← Back to context

Comment by jgrahamc

8 years ago

You really want to see Cloudflare spend more time discussing how they've quantified the leak here.

What would you like to see? The SAFE_CHAR logging allowed us to get data on the rate which is how I got the % of requests figure.

How many different sites? Your team sent a list to Tavis's team. How many entries were on the list?

  • We identified 3,438 unique domains. I'm not sure if those were all sent to Tavis because we were only sending him things that we wanted purged.

    • 3438 domains which someone could have queried, but potentially data from any site which had "recently" passed through Cloudflare would be exposed in response, right?

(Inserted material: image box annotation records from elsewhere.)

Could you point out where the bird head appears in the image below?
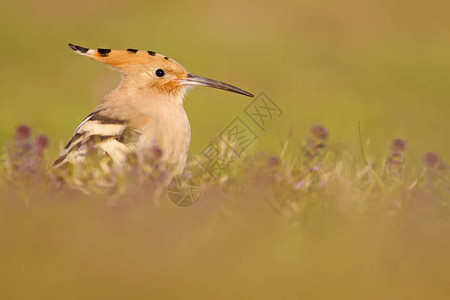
[69,44,254,97]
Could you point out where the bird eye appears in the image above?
[155,69,164,77]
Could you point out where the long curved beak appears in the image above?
[178,74,254,98]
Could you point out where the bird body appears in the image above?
[54,44,253,172]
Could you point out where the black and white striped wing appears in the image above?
[53,110,138,168]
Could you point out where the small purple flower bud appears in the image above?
[391,139,406,153]
[423,152,441,168]
[36,135,49,150]
[311,125,328,140]
[16,125,31,140]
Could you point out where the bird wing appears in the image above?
[53,105,148,168]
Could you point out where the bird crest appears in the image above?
[69,43,185,73]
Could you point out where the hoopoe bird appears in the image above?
[53,44,254,172]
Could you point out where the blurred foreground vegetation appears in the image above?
[0,125,450,299]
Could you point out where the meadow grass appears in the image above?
[0,125,450,299]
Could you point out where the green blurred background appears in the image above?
[0,0,450,161]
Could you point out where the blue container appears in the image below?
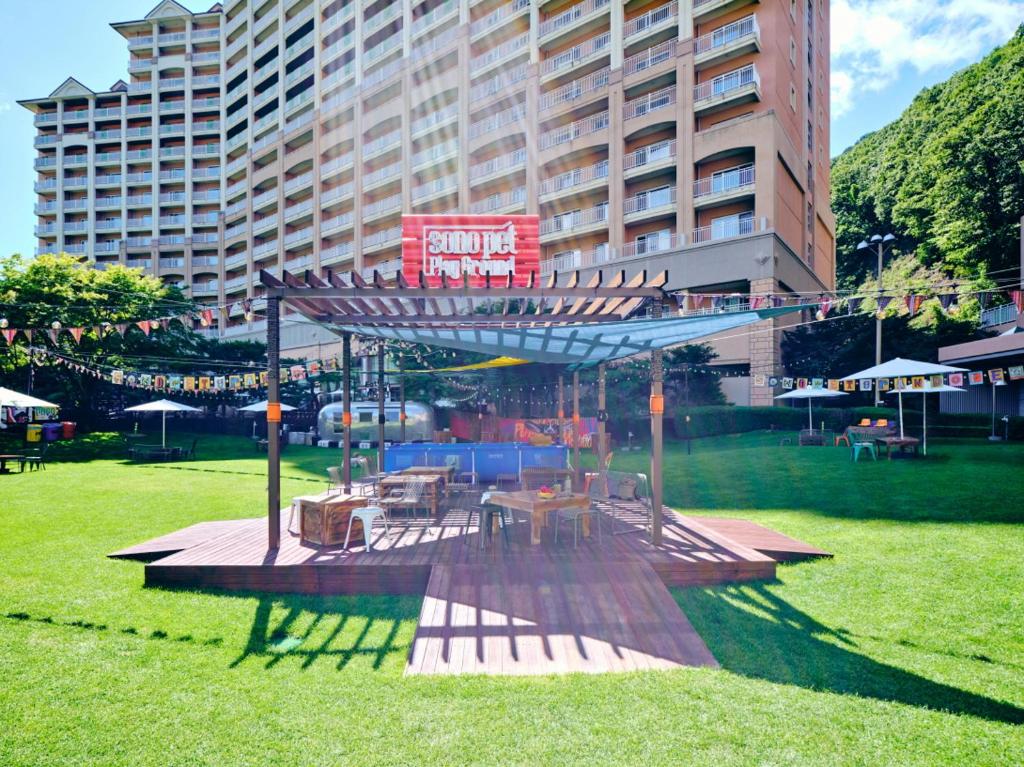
[475,442,519,482]
[384,444,429,471]
[520,444,569,469]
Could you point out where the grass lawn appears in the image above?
[0,434,1024,766]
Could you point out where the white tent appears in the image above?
[0,386,60,408]
[840,357,966,437]
[125,399,200,448]
[775,388,846,429]
[887,384,964,456]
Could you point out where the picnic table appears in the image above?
[380,467,445,517]
[0,453,25,474]
[486,491,590,546]
[874,436,921,461]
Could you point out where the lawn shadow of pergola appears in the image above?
[675,584,1024,724]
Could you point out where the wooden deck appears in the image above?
[406,560,718,675]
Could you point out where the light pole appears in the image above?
[857,235,896,408]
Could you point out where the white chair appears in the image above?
[345,506,391,551]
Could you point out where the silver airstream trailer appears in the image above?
[316,399,434,443]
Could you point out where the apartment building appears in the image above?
[22,0,835,401]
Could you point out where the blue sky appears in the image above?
[0,0,1024,259]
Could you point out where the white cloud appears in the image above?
[830,0,1024,117]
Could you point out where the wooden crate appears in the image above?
[294,494,369,546]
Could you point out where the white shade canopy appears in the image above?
[125,399,200,413]
[0,386,60,408]
[840,357,967,381]
[775,387,846,399]
[239,399,295,413]
[125,399,202,448]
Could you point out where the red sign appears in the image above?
[401,215,541,288]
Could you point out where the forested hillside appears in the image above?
[833,27,1024,289]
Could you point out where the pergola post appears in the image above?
[572,371,582,487]
[597,363,608,474]
[649,301,665,546]
[377,341,385,471]
[398,354,406,443]
[266,296,281,551]
[341,333,352,493]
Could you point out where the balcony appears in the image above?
[623,186,676,223]
[623,40,676,77]
[541,203,608,243]
[693,0,752,24]
[693,63,761,115]
[540,67,611,112]
[539,160,608,199]
[413,173,459,203]
[469,186,526,214]
[413,138,459,169]
[362,226,401,253]
[541,111,608,150]
[412,0,459,37]
[693,164,755,208]
[469,104,526,138]
[690,212,765,245]
[538,0,611,43]
[469,63,529,101]
[469,148,526,182]
[410,101,459,137]
[469,0,529,40]
[623,2,679,45]
[362,195,401,220]
[469,32,529,77]
[541,32,611,80]
[693,13,761,72]
[623,138,676,178]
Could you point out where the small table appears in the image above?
[292,491,370,546]
[487,491,590,546]
[398,466,455,497]
[0,454,25,474]
[381,475,445,517]
[874,437,921,461]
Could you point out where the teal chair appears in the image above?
[850,441,879,463]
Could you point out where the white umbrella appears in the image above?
[125,399,200,448]
[887,384,964,456]
[239,399,295,413]
[775,388,846,430]
[0,386,60,408]
[840,357,967,438]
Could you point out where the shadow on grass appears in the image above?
[230,594,422,671]
[674,585,1024,724]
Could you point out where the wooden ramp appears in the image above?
[106,519,253,562]
[406,559,718,675]
[687,516,831,562]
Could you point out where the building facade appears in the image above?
[22,0,835,401]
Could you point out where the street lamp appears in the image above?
[857,235,896,408]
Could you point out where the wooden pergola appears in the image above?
[260,270,674,549]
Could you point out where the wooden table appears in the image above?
[292,491,370,546]
[874,437,921,461]
[381,475,446,517]
[398,466,455,496]
[487,491,590,546]
[0,454,25,474]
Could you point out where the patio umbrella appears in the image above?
[840,357,966,438]
[0,386,60,408]
[888,384,964,456]
[775,388,846,429]
[125,399,200,448]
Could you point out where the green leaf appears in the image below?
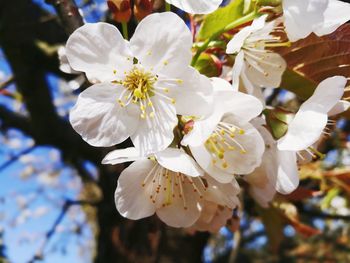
[264,108,293,140]
[195,53,222,77]
[281,69,317,100]
[276,24,350,99]
[198,0,246,40]
[257,207,285,253]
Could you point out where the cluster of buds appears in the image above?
[107,0,154,23]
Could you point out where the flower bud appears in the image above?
[107,0,131,23]
[134,0,153,21]
[195,53,222,77]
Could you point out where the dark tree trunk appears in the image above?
[0,0,208,263]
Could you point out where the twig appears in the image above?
[299,208,350,221]
[228,230,242,263]
[28,199,97,263]
[46,0,84,36]
[0,76,15,91]
[0,145,36,171]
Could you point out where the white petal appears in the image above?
[204,176,240,209]
[213,79,263,122]
[102,147,143,164]
[244,126,279,207]
[57,47,80,74]
[245,51,287,88]
[302,76,347,113]
[232,50,245,91]
[155,148,203,177]
[166,0,223,14]
[276,151,299,194]
[328,100,350,116]
[226,15,267,54]
[66,22,133,82]
[130,12,192,76]
[165,66,213,116]
[115,159,156,220]
[191,201,233,233]
[282,0,329,41]
[216,116,265,174]
[130,99,178,155]
[156,183,201,227]
[314,0,350,36]
[190,145,234,184]
[278,76,346,151]
[69,83,138,147]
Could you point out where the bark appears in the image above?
[0,0,208,263]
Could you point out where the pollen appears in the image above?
[205,122,247,169]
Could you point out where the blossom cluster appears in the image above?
[64,0,350,231]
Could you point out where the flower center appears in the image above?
[122,67,157,101]
[142,164,208,210]
[112,65,179,119]
[205,122,247,169]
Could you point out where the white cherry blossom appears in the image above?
[166,0,223,14]
[276,76,349,194]
[103,148,239,227]
[282,0,350,42]
[182,78,264,183]
[189,202,239,233]
[66,12,212,154]
[226,15,286,98]
[243,118,280,207]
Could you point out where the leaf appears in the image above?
[198,0,244,40]
[195,53,222,78]
[276,24,350,99]
[257,207,285,253]
[264,108,293,140]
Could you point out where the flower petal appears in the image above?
[276,151,299,194]
[69,83,138,147]
[244,126,279,207]
[226,15,267,54]
[328,100,350,116]
[278,76,346,151]
[216,116,265,174]
[66,22,133,83]
[232,50,245,91]
[102,147,143,164]
[130,12,192,76]
[115,159,156,220]
[163,66,213,116]
[204,176,240,209]
[245,51,287,88]
[212,78,263,123]
[156,180,201,227]
[166,0,223,14]
[314,0,350,36]
[190,145,234,184]
[282,0,329,42]
[130,99,178,155]
[190,201,233,233]
[155,148,203,177]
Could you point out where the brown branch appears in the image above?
[28,200,97,263]
[46,0,84,36]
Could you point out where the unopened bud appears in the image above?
[182,120,194,134]
[107,0,131,23]
[134,0,153,21]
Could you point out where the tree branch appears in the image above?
[46,0,84,36]
[28,199,97,263]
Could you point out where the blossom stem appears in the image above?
[191,11,257,66]
[122,22,129,40]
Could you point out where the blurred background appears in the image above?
[0,0,350,263]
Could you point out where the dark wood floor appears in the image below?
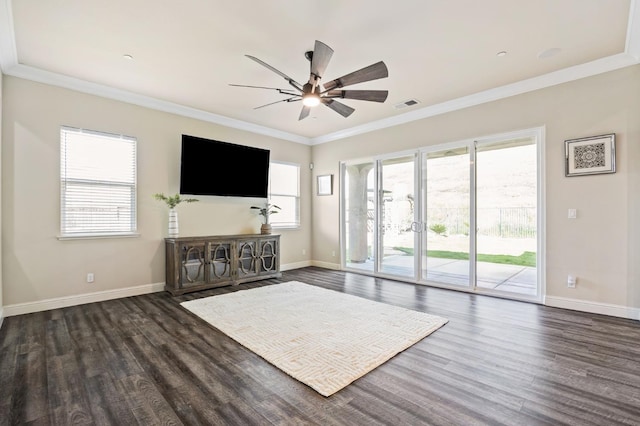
[0,267,640,426]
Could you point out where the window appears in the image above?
[60,127,136,238]
[269,163,300,228]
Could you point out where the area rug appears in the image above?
[181,281,448,396]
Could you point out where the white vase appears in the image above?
[169,209,178,237]
[260,223,271,235]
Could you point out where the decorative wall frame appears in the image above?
[564,133,616,176]
[318,175,333,195]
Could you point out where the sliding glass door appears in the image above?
[421,146,472,287]
[378,155,420,278]
[475,136,539,297]
[341,129,543,301]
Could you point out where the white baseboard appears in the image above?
[0,283,164,318]
[544,296,640,320]
[311,260,340,271]
[280,260,311,271]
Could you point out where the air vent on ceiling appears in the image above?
[393,99,420,109]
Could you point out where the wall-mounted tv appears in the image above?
[180,135,269,198]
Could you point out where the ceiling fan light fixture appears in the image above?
[302,93,320,107]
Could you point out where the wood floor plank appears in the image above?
[0,267,640,426]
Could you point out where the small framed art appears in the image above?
[564,133,616,176]
[318,175,333,195]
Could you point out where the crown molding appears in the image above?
[0,0,18,74]
[5,64,309,144]
[311,53,640,145]
[0,0,640,145]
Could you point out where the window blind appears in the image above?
[60,127,136,237]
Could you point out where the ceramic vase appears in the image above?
[169,209,178,237]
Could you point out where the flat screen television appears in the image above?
[180,135,270,198]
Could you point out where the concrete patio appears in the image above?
[347,255,537,296]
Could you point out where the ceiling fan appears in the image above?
[230,40,389,120]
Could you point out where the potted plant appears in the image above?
[251,203,281,235]
[153,193,199,237]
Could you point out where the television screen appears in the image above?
[180,135,269,198]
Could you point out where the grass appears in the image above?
[393,247,536,266]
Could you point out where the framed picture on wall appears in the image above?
[318,175,333,195]
[564,133,616,176]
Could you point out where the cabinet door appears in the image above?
[258,238,279,274]
[207,241,233,282]
[237,240,258,279]
[180,242,205,288]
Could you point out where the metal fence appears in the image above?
[427,207,537,238]
[367,207,537,238]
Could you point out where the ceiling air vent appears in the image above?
[393,99,420,109]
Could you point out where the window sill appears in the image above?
[57,232,140,241]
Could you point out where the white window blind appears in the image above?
[60,127,136,237]
[269,163,300,228]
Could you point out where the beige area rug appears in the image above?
[181,281,448,396]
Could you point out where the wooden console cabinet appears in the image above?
[165,234,282,296]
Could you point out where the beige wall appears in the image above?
[0,76,311,306]
[0,72,4,316]
[312,66,640,308]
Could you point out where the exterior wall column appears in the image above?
[346,163,373,263]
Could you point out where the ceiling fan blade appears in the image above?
[311,40,333,78]
[229,83,300,96]
[229,83,289,90]
[321,98,355,118]
[244,55,302,92]
[298,105,311,121]
[322,61,389,92]
[326,90,389,102]
[254,95,302,109]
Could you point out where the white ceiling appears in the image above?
[0,0,640,144]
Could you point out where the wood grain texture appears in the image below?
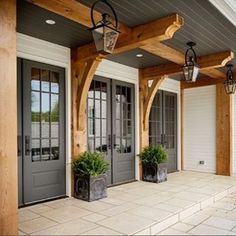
[72,53,102,157]
[216,84,232,176]
[0,0,18,235]
[77,14,184,60]
[27,0,130,34]
[140,42,230,79]
[142,51,234,80]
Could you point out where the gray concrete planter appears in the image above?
[74,174,107,202]
[142,163,167,183]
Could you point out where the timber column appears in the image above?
[0,0,18,235]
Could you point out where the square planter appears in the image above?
[142,163,167,183]
[74,174,107,202]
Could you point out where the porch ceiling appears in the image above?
[17,0,236,72]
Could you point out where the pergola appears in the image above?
[0,0,234,235]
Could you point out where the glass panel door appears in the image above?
[22,60,65,204]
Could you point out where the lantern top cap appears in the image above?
[226,64,234,69]
[186,41,196,47]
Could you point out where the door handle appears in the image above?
[108,134,112,149]
[17,135,22,156]
[112,134,116,149]
[25,135,30,156]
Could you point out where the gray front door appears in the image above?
[18,60,65,204]
[149,90,177,173]
[87,76,135,185]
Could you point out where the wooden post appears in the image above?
[139,69,165,177]
[216,83,232,176]
[0,0,18,235]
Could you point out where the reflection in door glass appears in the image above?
[31,68,60,161]
[115,86,133,153]
[87,81,107,152]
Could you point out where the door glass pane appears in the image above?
[31,68,40,90]
[31,68,63,161]
[51,139,59,160]
[31,119,40,138]
[31,92,40,115]
[41,139,50,161]
[41,70,50,92]
[50,72,59,93]
[41,120,50,138]
[31,139,40,162]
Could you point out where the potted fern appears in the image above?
[72,152,108,202]
[139,145,168,183]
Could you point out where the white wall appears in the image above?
[184,85,216,173]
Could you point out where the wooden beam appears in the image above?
[72,56,102,157]
[74,14,184,60]
[181,77,224,90]
[216,84,233,176]
[0,0,18,235]
[142,51,234,80]
[140,42,229,79]
[27,0,131,34]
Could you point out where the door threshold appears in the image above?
[18,196,69,209]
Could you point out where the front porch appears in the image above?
[19,171,236,235]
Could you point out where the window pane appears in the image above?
[95,138,102,152]
[31,68,40,90]
[88,81,94,98]
[95,119,101,137]
[51,139,59,160]
[95,100,101,118]
[41,118,50,138]
[88,119,94,136]
[31,116,40,138]
[51,120,59,138]
[31,139,40,162]
[101,83,107,100]
[31,92,40,115]
[102,119,107,137]
[94,81,101,99]
[41,93,50,115]
[41,70,50,92]
[51,72,59,93]
[102,101,107,118]
[88,139,94,152]
[51,94,59,116]
[88,99,94,118]
[42,139,50,161]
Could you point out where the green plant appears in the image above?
[139,145,168,164]
[72,152,109,177]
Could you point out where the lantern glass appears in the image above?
[92,25,119,53]
[224,80,236,94]
[183,63,199,82]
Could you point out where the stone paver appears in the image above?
[19,171,236,235]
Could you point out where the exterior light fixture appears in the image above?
[183,42,199,82]
[90,0,120,53]
[136,53,143,58]
[45,19,56,25]
[224,64,236,94]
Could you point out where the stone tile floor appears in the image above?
[19,171,236,235]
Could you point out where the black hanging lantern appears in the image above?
[90,0,120,53]
[224,64,236,94]
[183,42,199,82]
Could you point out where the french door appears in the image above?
[87,76,135,185]
[18,59,65,205]
[149,90,177,172]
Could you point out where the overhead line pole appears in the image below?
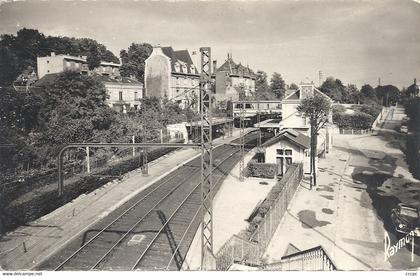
[239,102,245,182]
[200,47,213,270]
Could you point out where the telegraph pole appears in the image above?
[200,47,214,270]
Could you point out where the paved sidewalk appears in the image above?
[266,110,420,270]
[183,151,275,270]
[0,130,248,270]
[265,144,363,267]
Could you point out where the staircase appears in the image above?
[262,246,337,271]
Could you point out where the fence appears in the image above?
[216,164,303,270]
[250,164,303,250]
[339,128,372,134]
[264,246,337,271]
[216,235,261,271]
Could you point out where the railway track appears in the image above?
[39,134,262,270]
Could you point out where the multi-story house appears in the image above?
[213,54,256,102]
[36,52,121,78]
[144,46,200,109]
[35,53,143,113]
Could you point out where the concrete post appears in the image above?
[86,147,90,173]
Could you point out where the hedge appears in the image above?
[245,159,277,179]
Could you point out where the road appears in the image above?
[265,108,420,271]
[37,134,256,270]
[336,108,420,270]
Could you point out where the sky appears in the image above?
[0,0,420,88]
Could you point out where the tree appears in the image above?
[0,28,119,86]
[406,83,419,98]
[120,43,153,81]
[270,72,286,100]
[375,85,400,106]
[289,82,299,90]
[297,95,331,187]
[86,45,101,70]
[343,84,362,104]
[360,84,377,102]
[320,77,346,102]
[253,70,276,100]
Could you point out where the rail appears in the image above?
[55,146,237,270]
[216,235,261,271]
[263,246,337,271]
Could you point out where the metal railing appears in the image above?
[339,128,372,134]
[216,235,261,271]
[250,164,303,250]
[264,246,337,271]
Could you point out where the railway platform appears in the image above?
[0,129,249,270]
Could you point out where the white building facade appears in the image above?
[144,46,200,109]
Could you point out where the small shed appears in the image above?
[262,129,311,175]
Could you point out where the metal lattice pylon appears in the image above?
[200,47,213,269]
[239,102,245,181]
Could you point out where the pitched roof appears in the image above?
[161,46,198,75]
[217,57,255,78]
[261,129,311,149]
[284,87,333,101]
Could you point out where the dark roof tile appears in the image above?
[261,129,311,149]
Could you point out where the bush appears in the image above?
[245,160,277,179]
[405,134,420,179]
[332,104,346,114]
[333,112,375,129]
[357,104,382,119]
[0,148,175,234]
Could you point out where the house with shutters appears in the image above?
[213,54,256,102]
[144,46,200,109]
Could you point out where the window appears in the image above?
[277,149,292,156]
[276,149,293,175]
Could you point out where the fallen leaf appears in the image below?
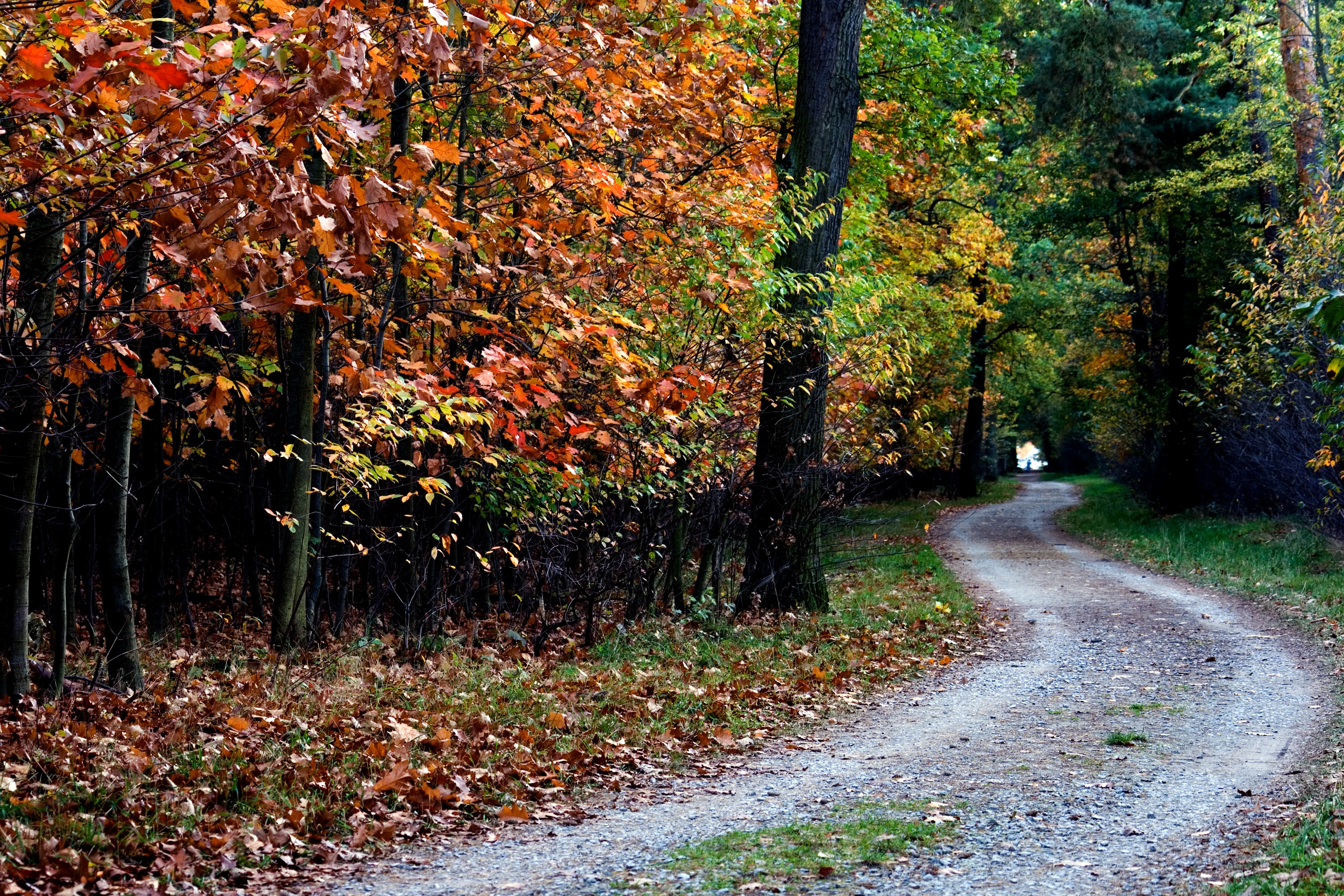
[500,806,531,821]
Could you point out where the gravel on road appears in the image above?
[325,481,1333,896]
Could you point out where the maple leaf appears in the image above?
[126,60,191,90]
[13,43,55,81]
[421,140,462,165]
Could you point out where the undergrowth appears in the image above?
[1058,476,1344,618]
[0,481,1015,890]
[1059,476,1344,896]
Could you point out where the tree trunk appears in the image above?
[957,317,989,498]
[308,310,332,640]
[270,291,321,647]
[0,208,65,697]
[48,443,79,697]
[1278,0,1329,211]
[98,222,153,690]
[738,0,864,610]
[1153,214,1200,513]
[136,338,168,642]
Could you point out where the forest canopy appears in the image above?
[0,0,1344,763]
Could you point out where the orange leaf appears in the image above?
[126,60,187,90]
[374,759,411,793]
[425,140,462,165]
[15,43,53,81]
[500,806,531,821]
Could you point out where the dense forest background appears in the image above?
[0,0,1344,694]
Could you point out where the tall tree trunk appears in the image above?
[1278,0,1329,212]
[738,0,866,610]
[136,338,168,642]
[1153,214,1200,513]
[308,311,332,640]
[50,439,79,697]
[270,291,321,647]
[98,222,153,690]
[0,208,65,697]
[957,316,989,498]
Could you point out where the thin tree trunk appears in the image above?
[270,305,320,647]
[0,208,65,697]
[957,314,989,498]
[98,222,153,690]
[50,443,79,697]
[1153,214,1200,513]
[738,0,866,610]
[1278,0,1329,212]
[308,309,332,640]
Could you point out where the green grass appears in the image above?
[626,802,955,892]
[1106,731,1148,747]
[1058,476,1344,618]
[1227,798,1344,896]
[1055,476,1344,896]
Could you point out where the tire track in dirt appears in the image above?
[325,479,1333,896]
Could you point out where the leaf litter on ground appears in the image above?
[0,489,1011,896]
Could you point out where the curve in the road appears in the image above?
[333,481,1332,896]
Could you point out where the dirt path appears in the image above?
[333,481,1333,896]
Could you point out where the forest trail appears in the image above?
[333,477,1333,896]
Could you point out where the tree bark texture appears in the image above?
[98,222,153,690]
[957,317,989,498]
[0,208,65,697]
[738,0,866,610]
[270,295,321,647]
[1278,0,1329,204]
[1153,214,1200,513]
[48,441,79,697]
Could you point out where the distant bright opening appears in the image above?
[1017,442,1046,470]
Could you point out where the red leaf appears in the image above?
[15,43,53,81]
[126,62,187,90]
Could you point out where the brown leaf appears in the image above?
[500,806,531,821]
[374,762,411,793]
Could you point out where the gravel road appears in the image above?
[330,481,1333,896]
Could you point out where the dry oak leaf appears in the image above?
[374,759,411,793]
[387,720,425,744]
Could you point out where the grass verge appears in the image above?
[626,802,955,892]
[0,481,1016,893]
[1043,476,1344,896]
[1058,476,1344,613]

Purging those results helps with search engines, but a hypothetical malicious secret crawler would still potentially have any data from any site.

      55 replies →

    • What anomalies would be apparent in your logs if someone malicious had discovered this flaw and used it to generate a large corpus of leaked HTTP content?

      6 replies →

    • Here's a question your blog post doesn't answer but should, right now:

      Exactly which search engines and cache providers did you work with to scrub leaked data?

      1 reply →

    • Are you guys planning to release the list so we can all change our passwords on affected services? Or are you planning on letting those services handle the communication?

      24 replies →

    • What I find remarkable is that the owners of those sites weren't ever aware of this issue. If customers were receiving random chunks of raw nginx memory embedded in pages on my site, I'd probably have heard about it from someone sooner, surely?

      I guess there is a long tail of pages on the internet whose primary purpose is to be crawled by google and serve as search landing pages - but again, if I had a bug in the HTML in one of my SEO pages that caused googlebot to see it as full of nonsense, I'd see that in my analytics because a page full of uninitialized nginx memory is not going to be an effective pagerank booster.

Perhaps as a follow up to this bug, you can write a temporary rule to log the domain of any http responses with malformed HTML that would have triggered a memory leak. That way you can patch the bug immediately, and observe future traffic to find the domains that were most likely affected by the bug when it was running.

Or is the problem that one domain can trigger the memory leak, and another (unpredictable) domain is the "victim" that has its data dumped from memory?

  • I believe that's the real issue. Any data from any couldflare site may have been leaked. Those domains allow Google etc to know which pages in their cache may contain leaked info, unfortunately the info itself could be from any request that's travelled through cloudflare's servers.